Let me quickly state that I may not have all the answers (nobody does) but this question struck me when a product my publishing business launched in the not too distant past failed to even take off the ground. It pains to see products that took months, in some cases years and sizeable amount of money to develop and yet it refuses to crawl not to talk of run.
The natural reaction when a product fails is to push the blame to the consumers. I felt bad and believed that the failure of the product was neither my fault nor my firm’s. I had done everything I ought to do but people who needed my product simply refused to buy. But that was a wrong approach to take. I soon realized I had to do something about the product or let it go to waste entirely.
The next I did was to reduce the price of the product by almost half but I soon got to know that price had little or nothing to do with the failure of many products. I abandoned the whole project and tagged it a failure.

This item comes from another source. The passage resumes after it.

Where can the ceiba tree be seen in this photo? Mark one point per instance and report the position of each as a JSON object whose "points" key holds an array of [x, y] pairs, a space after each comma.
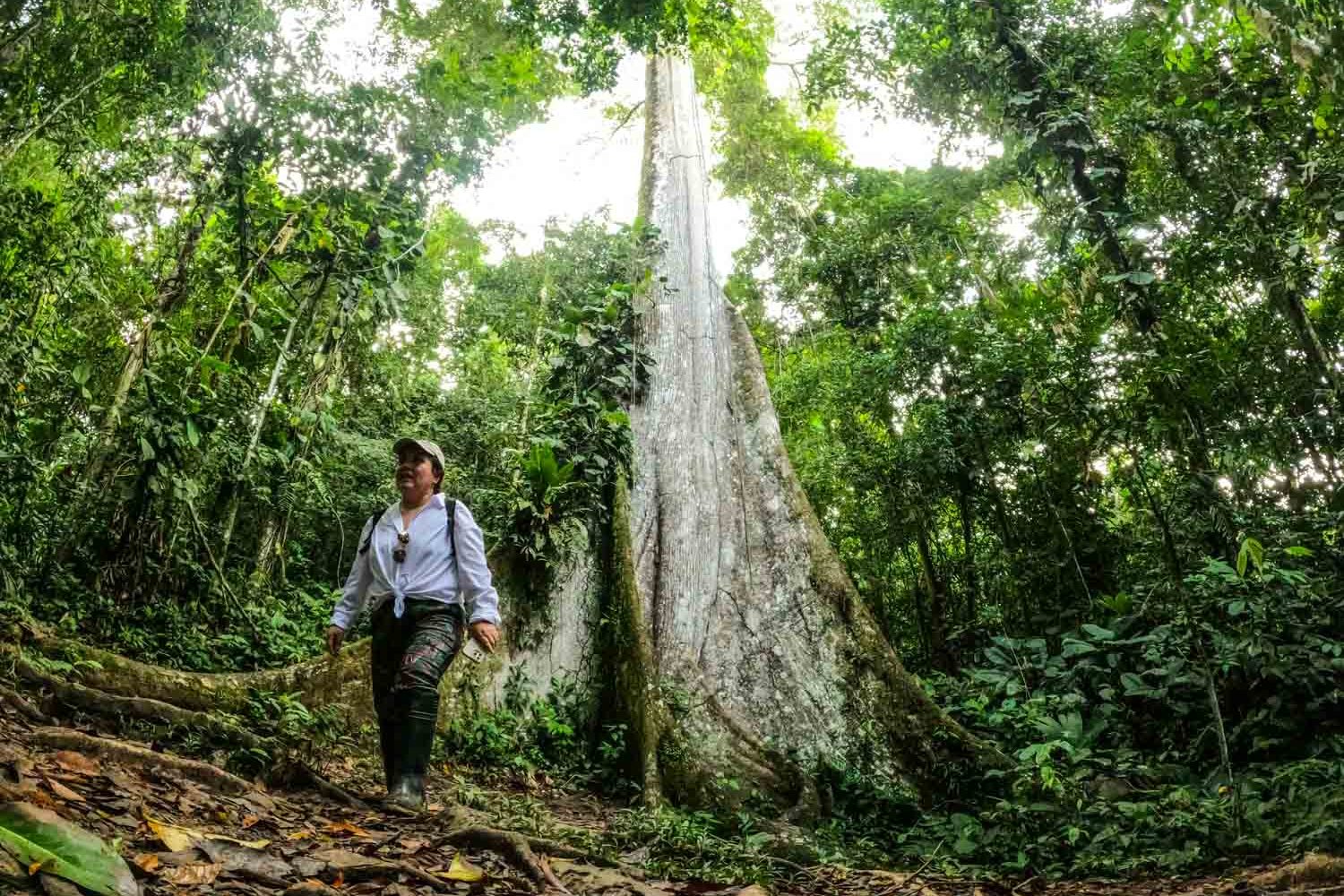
{"points": [[712, 618]]}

Sometimes walking away from a failed project and diverting your mind’s energy to something else helps. You can then take a long look at the project with an unbiased mind. Thinking from a distance I discovered some home truths. One of the most compelling facts I discovered was that I was very impatient and quite in a hurry to make that product sell and it reflected in everything I did. It was a book published by my own publishing firm so I had all the reasons why it should sell;
There was no other book like around
It addressed a problem that over a million people had.
There was no way they wouldn’t want it
Sometimes, the harsh realities of business pulls us all down from our dreaming loft in the moon to the real facts of what is obtainable. I saw that I was too self centred on that particular product. I grew so much in love with the product that I already thought every other person should
When these things happen what you need is a change of perspective . With the help of my team, the firm came up with a better attempt at understanding the market and I went back to give the book one more push. Ever so slowly it began to move. We came up with more ways of pushing that book and things took shape. The book wasn’t really one of the resoundingly successful products we had but the fact that it sold modestly when what we had earlier on our hands was dead duck goes to show that a change in perspective and then persistence helps in turning a dead product around.